The best way to deal with the statute under these circumstances is to keep the firearms locked up but to give the trained, responsible child the knowledge needed for access. That means telling the child the combination to the safe or the location of a hidden key. If you’re worried that your child will boast about this knowledge to friends or play "show and tell," then your child isn’t ready. To stay out of trouble with the storage law, it will have to be a family secret that your child knows how to access the firearms.
The second statute on firearms storage is Section 53a-217a. It provides that a person is guilty of a Class D felony when he violates Section 29-37i (the misdemeanor statute) and a person under 16 obtains a firearm and causes the injury or death of himself or any other person. The felony statute does provide an exemption for any case in which the minor obtains the firearm as a result of an unlawful entry to any premises by any person. This means that if you leave a gun unsecured in your home or other premises, and a burglar (of any age) steals the gun, and a person under 16 obtains the gun and hurts someone with it, you cannot be prosecuted under the felony statute.
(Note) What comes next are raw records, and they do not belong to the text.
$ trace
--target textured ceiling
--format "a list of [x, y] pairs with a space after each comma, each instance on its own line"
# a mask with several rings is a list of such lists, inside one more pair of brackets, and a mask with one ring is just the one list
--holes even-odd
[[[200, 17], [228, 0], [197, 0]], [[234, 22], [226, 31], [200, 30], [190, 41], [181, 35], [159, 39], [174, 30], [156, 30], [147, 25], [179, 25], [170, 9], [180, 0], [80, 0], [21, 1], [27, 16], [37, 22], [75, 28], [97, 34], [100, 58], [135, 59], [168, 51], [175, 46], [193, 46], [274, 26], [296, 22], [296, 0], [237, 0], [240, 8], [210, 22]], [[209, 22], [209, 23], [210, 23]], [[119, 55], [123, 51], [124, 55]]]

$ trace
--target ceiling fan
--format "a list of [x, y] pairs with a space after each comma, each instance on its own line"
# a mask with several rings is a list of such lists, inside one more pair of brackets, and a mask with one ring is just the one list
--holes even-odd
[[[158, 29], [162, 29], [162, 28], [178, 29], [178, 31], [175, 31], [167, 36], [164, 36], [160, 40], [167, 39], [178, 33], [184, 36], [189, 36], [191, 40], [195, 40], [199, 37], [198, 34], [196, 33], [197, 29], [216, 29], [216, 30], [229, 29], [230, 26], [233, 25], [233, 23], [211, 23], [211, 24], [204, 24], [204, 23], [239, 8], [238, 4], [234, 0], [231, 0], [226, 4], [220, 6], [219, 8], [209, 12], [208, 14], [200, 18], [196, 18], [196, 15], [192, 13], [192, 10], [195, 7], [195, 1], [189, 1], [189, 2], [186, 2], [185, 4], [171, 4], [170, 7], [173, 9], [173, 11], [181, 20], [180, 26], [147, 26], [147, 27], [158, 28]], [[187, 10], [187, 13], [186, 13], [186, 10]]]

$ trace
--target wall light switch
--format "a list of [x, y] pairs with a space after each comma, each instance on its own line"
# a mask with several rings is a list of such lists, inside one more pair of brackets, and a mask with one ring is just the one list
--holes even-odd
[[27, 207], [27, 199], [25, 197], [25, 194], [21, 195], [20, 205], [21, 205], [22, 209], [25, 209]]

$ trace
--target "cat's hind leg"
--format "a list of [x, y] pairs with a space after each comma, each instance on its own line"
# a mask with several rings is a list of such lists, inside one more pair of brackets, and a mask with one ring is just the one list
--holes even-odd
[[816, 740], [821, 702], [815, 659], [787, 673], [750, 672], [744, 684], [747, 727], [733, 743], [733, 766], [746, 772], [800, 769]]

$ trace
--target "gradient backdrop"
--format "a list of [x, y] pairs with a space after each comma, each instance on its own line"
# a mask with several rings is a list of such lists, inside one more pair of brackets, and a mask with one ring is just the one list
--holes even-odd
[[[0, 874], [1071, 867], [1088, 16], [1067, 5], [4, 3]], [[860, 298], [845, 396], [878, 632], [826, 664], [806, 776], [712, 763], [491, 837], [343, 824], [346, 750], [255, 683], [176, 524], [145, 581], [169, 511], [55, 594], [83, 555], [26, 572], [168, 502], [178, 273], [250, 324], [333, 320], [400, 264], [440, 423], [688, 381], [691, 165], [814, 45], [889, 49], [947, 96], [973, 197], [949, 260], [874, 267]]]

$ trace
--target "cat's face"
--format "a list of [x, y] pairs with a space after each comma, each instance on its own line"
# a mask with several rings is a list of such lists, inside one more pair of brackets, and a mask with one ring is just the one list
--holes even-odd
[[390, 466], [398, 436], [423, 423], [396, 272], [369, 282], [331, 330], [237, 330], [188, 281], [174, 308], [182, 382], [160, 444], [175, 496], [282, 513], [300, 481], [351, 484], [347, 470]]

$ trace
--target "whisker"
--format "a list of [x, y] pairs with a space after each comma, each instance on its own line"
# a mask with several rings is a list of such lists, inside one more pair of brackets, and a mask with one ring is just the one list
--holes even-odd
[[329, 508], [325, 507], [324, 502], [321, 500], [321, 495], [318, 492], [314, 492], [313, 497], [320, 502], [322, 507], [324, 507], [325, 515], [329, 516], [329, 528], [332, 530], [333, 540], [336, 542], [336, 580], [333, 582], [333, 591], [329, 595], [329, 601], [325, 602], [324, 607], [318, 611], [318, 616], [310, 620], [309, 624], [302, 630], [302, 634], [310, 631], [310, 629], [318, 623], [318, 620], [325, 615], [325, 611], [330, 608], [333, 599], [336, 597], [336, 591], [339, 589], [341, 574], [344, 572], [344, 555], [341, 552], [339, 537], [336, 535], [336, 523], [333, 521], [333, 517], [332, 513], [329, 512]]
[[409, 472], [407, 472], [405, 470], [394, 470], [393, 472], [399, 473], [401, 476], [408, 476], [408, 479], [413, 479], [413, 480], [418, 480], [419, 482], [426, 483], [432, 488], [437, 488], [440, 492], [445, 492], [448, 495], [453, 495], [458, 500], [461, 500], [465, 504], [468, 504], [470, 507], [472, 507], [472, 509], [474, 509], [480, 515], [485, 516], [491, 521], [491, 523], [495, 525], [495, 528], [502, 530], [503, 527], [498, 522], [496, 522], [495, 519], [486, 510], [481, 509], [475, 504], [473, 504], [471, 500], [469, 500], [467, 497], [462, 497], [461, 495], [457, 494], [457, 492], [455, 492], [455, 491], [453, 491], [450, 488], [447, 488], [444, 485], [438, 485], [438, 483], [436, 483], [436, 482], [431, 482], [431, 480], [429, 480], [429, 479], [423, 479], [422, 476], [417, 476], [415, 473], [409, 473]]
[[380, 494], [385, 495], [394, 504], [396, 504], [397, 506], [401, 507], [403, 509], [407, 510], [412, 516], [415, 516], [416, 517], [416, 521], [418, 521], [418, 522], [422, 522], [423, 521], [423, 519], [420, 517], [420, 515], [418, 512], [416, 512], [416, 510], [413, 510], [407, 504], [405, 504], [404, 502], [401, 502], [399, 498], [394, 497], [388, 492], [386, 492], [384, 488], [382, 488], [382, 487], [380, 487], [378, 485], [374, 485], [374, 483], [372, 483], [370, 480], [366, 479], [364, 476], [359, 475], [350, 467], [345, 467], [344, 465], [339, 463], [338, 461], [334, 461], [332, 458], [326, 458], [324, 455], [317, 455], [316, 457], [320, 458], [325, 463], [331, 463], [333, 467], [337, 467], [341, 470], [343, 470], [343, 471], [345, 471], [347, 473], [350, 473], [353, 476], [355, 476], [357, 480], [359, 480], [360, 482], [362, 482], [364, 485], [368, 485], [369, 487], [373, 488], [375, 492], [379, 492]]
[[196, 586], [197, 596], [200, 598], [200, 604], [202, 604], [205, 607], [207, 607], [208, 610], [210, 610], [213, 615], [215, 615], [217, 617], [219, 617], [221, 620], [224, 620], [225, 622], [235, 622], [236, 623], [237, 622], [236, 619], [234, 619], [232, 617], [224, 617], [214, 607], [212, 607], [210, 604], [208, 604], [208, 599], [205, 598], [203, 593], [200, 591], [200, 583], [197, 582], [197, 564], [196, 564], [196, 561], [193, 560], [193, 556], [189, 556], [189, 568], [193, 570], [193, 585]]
But note the words "unlawful entry." If the gun was stolen by a lawful visitor—friend, relative, repairman, etc.—you may be on the hook.
The third statute on firearms storage is similar to the felony statute. Section 52-571g provides that if you violate the misdemeanor statute, and a person under 16 obtains the firearm and hurts someone with it, you can be held liable in civil court for the third party’s injury or death. This liability is based on your negligence (carelessness) as defined in the misdemeanor statute: failure to store the firearm in a way that "a reasonable person would believe to be secure."
"Safe storage" laws are like most other gun laws. They’re obeyed by persons who would do the right thing whether there were a law or not. Research on gun safety has shown that persons who have accidents with guns tend to be careless or reckless with other tools. They have no hesitation about having a few drinks and getting behind the steering wheel or starting up a chain saw. Safety warnings mean nothing to this type of person. Why would they react any differently to a law about firearms storage?
For now, however, the rest of us have to deal with it.